The Washington Post cited the Competitive Enterprise Institute on the AFSCME's use of compulsory agency fees to fund political advocacy on a slew of partisan issues rather than using fees to negotiate collective-bargaining agreements.
Last week, the Supreme Court announced that it would hear what is sure to be a landmark case with multiple constitutional issues in play. According to the Heritage Foundation’s Elizabeth Slattery, Janus v. AFSCME “will be one of the biggest cases of the term and could have huge implications for unions across the country.” Mark Janus, an employee at the Illinois Department of Healthcare and Family Services, is fighting what he believes to be a violation of his First Amendment rights. In the last case challenging government unions’ unconstitutional practices, Supreme Court justices deadlocked by a 4-4 vote. But now, I am hopeful that Trump appointee Justice Neil Gorsuch will come to the rescue and stand over the public-sector unions’ casket with a mallet and a wooden stake.

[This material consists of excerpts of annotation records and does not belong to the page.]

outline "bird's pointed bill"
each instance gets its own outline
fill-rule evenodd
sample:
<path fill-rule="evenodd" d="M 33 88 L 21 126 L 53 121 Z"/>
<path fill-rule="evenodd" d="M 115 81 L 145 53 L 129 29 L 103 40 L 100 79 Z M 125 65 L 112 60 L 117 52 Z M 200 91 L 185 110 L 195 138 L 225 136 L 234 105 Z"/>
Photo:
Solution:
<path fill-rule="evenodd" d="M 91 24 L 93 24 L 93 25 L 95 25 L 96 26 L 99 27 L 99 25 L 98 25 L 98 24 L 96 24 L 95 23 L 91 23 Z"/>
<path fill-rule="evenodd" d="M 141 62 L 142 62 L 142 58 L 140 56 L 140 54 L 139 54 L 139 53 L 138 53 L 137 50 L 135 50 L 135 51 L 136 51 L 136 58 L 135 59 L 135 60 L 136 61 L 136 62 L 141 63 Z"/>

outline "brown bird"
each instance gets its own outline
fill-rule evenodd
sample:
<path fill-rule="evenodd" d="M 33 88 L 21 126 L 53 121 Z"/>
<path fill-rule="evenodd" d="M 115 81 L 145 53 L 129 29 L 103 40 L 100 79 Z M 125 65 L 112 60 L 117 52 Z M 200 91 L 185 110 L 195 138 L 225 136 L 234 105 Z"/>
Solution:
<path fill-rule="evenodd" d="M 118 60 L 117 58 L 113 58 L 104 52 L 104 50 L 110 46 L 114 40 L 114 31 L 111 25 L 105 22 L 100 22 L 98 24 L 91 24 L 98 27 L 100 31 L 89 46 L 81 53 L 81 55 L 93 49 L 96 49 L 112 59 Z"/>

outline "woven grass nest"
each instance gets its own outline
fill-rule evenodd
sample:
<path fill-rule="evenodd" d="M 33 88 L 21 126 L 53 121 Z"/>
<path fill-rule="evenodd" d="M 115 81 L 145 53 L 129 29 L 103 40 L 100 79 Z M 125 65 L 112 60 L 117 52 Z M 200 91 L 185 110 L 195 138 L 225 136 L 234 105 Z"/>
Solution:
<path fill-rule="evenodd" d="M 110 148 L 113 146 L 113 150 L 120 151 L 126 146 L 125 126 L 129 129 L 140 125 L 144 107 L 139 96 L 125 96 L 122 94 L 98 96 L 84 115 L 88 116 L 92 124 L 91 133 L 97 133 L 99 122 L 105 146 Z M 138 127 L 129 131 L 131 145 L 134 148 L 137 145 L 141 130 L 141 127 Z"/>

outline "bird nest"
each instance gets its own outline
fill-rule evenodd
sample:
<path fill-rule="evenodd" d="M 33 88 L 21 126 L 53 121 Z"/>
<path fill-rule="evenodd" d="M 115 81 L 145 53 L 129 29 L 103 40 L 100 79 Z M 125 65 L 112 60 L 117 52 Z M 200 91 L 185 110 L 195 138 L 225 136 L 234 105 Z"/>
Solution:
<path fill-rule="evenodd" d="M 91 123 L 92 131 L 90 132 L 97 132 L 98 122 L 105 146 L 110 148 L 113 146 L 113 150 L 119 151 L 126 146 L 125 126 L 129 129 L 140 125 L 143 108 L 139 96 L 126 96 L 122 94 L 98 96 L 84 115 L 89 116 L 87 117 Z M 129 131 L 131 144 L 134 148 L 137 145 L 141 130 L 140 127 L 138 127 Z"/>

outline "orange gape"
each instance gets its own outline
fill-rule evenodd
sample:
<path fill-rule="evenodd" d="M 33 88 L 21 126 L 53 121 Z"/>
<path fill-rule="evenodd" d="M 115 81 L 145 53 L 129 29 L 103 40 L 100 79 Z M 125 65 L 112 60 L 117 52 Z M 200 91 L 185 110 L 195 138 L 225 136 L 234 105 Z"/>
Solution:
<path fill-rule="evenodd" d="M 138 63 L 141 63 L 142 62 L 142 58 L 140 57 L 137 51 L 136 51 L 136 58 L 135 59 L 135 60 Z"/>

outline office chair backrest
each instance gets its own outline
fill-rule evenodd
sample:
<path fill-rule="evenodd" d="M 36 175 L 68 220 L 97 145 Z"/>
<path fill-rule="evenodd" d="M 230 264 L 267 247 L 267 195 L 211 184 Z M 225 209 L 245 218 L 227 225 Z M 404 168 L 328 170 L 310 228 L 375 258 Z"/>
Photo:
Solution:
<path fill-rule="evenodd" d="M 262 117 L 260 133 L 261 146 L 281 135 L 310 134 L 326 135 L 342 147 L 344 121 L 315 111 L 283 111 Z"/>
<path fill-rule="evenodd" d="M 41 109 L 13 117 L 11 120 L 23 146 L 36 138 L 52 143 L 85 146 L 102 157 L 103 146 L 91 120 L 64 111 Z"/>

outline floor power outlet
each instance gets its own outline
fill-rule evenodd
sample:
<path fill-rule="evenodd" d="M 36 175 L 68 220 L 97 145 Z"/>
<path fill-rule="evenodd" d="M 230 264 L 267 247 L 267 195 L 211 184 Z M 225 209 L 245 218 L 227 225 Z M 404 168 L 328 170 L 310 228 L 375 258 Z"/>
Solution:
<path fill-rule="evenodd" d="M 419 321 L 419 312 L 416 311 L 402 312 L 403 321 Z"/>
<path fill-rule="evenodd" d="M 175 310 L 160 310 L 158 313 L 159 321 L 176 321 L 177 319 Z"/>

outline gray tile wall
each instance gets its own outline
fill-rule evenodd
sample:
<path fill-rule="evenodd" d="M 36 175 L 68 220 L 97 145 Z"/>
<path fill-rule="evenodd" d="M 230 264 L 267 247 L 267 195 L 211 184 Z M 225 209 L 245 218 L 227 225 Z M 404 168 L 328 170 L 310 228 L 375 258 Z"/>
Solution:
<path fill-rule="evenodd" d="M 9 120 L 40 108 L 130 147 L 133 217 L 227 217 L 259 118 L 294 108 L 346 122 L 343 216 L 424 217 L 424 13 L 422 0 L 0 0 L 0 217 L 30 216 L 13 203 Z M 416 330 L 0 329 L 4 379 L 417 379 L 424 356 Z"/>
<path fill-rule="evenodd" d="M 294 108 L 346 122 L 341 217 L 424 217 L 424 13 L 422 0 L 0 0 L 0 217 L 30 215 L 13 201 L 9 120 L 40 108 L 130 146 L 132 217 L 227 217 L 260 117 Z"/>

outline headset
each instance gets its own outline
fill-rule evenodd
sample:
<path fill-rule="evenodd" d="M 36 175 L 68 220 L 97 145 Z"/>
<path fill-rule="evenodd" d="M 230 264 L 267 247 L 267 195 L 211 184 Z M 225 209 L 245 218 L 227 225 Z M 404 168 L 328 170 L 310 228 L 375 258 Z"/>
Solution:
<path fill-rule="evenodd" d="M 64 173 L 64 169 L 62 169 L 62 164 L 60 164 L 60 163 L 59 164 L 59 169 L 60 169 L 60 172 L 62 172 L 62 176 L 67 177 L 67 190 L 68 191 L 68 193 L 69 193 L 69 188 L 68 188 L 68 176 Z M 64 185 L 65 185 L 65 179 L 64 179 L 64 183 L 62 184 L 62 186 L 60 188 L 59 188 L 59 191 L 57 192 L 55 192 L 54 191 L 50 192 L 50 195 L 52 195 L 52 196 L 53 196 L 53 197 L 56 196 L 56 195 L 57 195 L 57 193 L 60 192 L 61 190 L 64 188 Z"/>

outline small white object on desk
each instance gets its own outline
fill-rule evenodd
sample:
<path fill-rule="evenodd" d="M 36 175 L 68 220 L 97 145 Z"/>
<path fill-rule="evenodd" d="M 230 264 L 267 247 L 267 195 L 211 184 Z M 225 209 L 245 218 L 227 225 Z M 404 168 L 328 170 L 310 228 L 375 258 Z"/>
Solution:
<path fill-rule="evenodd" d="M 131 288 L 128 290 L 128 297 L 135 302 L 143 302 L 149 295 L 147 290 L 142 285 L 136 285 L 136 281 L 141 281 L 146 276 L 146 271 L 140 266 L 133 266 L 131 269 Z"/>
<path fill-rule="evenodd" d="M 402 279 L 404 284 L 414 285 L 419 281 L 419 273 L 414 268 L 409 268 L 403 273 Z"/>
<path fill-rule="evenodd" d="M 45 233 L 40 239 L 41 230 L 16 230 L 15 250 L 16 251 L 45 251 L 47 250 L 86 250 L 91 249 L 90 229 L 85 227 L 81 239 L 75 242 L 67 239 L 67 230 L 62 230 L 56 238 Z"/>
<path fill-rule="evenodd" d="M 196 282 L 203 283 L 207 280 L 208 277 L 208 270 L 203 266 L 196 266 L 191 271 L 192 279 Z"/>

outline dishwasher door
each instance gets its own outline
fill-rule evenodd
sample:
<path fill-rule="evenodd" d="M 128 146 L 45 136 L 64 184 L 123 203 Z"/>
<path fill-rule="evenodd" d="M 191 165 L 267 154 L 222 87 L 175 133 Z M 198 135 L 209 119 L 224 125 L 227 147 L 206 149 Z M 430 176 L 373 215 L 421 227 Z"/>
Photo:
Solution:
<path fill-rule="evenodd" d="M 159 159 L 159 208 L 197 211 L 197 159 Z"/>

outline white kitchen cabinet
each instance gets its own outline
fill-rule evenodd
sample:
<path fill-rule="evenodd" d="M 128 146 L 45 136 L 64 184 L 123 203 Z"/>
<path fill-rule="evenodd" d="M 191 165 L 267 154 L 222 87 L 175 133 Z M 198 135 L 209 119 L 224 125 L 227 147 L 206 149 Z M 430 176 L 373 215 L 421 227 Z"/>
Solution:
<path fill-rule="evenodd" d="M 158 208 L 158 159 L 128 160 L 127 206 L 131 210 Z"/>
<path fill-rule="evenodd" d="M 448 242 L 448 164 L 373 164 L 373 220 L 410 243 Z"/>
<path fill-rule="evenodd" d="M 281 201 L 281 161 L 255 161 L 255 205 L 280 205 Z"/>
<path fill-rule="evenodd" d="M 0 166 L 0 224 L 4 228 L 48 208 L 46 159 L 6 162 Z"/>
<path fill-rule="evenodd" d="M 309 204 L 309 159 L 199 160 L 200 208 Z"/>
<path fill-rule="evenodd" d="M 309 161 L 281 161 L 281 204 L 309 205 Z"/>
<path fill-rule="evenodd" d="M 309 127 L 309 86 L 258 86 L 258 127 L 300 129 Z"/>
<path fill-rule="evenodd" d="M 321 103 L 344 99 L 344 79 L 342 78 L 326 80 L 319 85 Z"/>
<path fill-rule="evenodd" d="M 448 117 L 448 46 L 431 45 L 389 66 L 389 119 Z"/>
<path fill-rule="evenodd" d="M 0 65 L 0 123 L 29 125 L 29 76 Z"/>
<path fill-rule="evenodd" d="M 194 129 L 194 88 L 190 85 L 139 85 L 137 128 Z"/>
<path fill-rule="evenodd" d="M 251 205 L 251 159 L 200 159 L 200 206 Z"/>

At the heart of Janus v. AFSCME is the question of whether constitutional protections are infringed upon when government unions such as the American Federation of State, County and Municipal Employees (AFSCME) use compulsory “agency fees” — which are meant to cover the cost of negotiating collective-bargaining agreements — to fund what the Competitive Enterprise Institute described in its brief to the Supreme Court as “advocacy on such issues as: right-to-work statutes, infrastructure spending, government privatization and contracting, the minimum wage, voter-identification laws, tax policy, immigration reform and enforcement, gun control, D.C. statehood, marijuana legalization, ‘racial justice,’ and Supreme Court nominations, among many others.” In other words, they use union members’ money to advocate on a nearly endless list of partisan issues. If that isn’t political speech, I don’t know what is.
The debate over whether government unions should exist at all, representing the interests of the protected government class over those of the American people, is for another time. The reality we are faced with today is one where organizations such as AFSCME have, as the Competitive Enterprise Institute noted, “demonstrated unbridled creativity in channeling the fees paid” by individuals such as Janus “to fund a range of ideological activities as wide as any political party’s.” The fact is, money is fungible and can be easily redirected wherever government union officials — or AFSCME leadership in this case — intend for it to go.